In the three months before President Barack Obama’s stimulus package was signed into law, the country lost an average of 726,000 jobs per month.
That makes an additional 114,000 jobs look very different. In real terms, 114,000 is not enough, but a policy swing that also stopped 726,000 jobs per month from evaporating and then added 114,000 jobs adds up to a serious victory. That’s a net policy gain of 830,000 jobs per month.
But, to quote President Obama, “It’s very hard to prove a counterfactual, where you say, ‘You know, things really could have been a lot worse.”
He’s pointing to the gains that fail to illicit much excitement, the gains that are very real, but don’t sound very impressive. For example, “726,000 jobs saved this month!” would be a fairly confusing headline. In comparison, “Economy added 114,000 jobs in September,” is a clear-cut, easy to understand headline.
To add to the problem, the president is not making his case very well. He says frequently that he was left with a mess when he took over the White House.

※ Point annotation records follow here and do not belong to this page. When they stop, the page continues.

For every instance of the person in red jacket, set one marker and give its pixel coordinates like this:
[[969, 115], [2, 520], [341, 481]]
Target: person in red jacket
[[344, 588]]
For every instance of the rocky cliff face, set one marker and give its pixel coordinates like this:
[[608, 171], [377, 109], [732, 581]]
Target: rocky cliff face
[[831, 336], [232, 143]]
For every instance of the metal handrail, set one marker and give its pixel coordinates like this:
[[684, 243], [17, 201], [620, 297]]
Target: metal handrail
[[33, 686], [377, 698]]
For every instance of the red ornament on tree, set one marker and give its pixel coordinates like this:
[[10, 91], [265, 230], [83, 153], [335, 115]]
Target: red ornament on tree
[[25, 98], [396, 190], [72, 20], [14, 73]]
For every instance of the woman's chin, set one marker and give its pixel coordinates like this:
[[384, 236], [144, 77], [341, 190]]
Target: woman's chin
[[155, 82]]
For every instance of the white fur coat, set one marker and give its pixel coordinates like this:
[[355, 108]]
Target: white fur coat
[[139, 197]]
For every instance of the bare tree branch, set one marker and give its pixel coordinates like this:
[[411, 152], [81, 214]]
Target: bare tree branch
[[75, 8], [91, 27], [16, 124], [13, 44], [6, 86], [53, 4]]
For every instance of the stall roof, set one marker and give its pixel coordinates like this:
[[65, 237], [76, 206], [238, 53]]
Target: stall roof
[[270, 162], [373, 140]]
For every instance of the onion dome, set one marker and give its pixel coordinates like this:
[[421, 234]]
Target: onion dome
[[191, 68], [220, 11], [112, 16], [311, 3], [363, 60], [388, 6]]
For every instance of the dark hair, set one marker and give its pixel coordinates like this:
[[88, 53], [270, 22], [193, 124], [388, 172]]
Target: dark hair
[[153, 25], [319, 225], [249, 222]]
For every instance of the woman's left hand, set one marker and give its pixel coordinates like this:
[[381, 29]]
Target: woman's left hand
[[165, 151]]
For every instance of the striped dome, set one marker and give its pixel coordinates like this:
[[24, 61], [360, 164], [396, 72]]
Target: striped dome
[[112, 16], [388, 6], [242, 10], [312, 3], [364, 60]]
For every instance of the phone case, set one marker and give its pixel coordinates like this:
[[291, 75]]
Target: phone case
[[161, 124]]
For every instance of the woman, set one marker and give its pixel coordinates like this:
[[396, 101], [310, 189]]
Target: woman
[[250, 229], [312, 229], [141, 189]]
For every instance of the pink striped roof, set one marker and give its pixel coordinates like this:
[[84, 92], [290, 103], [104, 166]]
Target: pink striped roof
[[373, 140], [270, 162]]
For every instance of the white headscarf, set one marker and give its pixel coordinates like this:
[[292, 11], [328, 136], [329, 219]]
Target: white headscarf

But that just sounds like whining at this point.
In point of fact, from March 2001 through December 2012, after former president George Bush’s tax cuts were put in place, the country experienced the worse job growth in the post-war era with the exception of the early 1980’s double dip recession.
No counterfactual counting is needed there. In plain numbers, the era of former president Bill Clinton included an average gain of 178,000 jobs per month, while the Bush track record lays claim to an average addition of 68,000 jobs per month.
This is the essence of counterfactual math. From a standing start, going from zero to 68,000 jobs per month would be weak, but at least it’s a positive number.
But it’s not a positive number in the real world, because a president is not given a standing start, he’s taking over from someone else. That means the effect Bush policies had on the economy included a swing from Clinton’s monthly average of 178,000 jobs per month down to 68,000 jobs per month. That means, the mathematical effect of Bush’s policies was a net loss of 110,000 jobs per month.
Back to economic growth: The country’s gross domestic product is in the black — 2 percent in the third quarter, the Commerce Department said Friday.
Historically, of course, 2 percent is the poster child for an underachieving economy. But that same GDP was at negative 6.3 percent in the fourth quarter of 2008, the quarter before Obama took over the White House.
Again, 2 percent is paltry, but GDP growth of 8.3 percent is handsome enough and that is the total effect of the current policy on the nation’s economic output.
Romney would love to have voters forget that President Obama started at minus 6.3 and then moved the economy to 2 percent growth. If he started at zero and moved the economy to 2 percent growth, that would be a fairly pathetic record.
But a net swing of 8.3 percent is an unprecedented achievement. Do the counterfactual math, the math that is conditional on what is happening in the real world, and Obama’s policies look a lot better.
Still, Obama gets little credit. That 6.3 percent gain it took to get to zero gets lost in the public debate — that’s the counterfactual 6.3 percent that disappears from view, as if it never happened.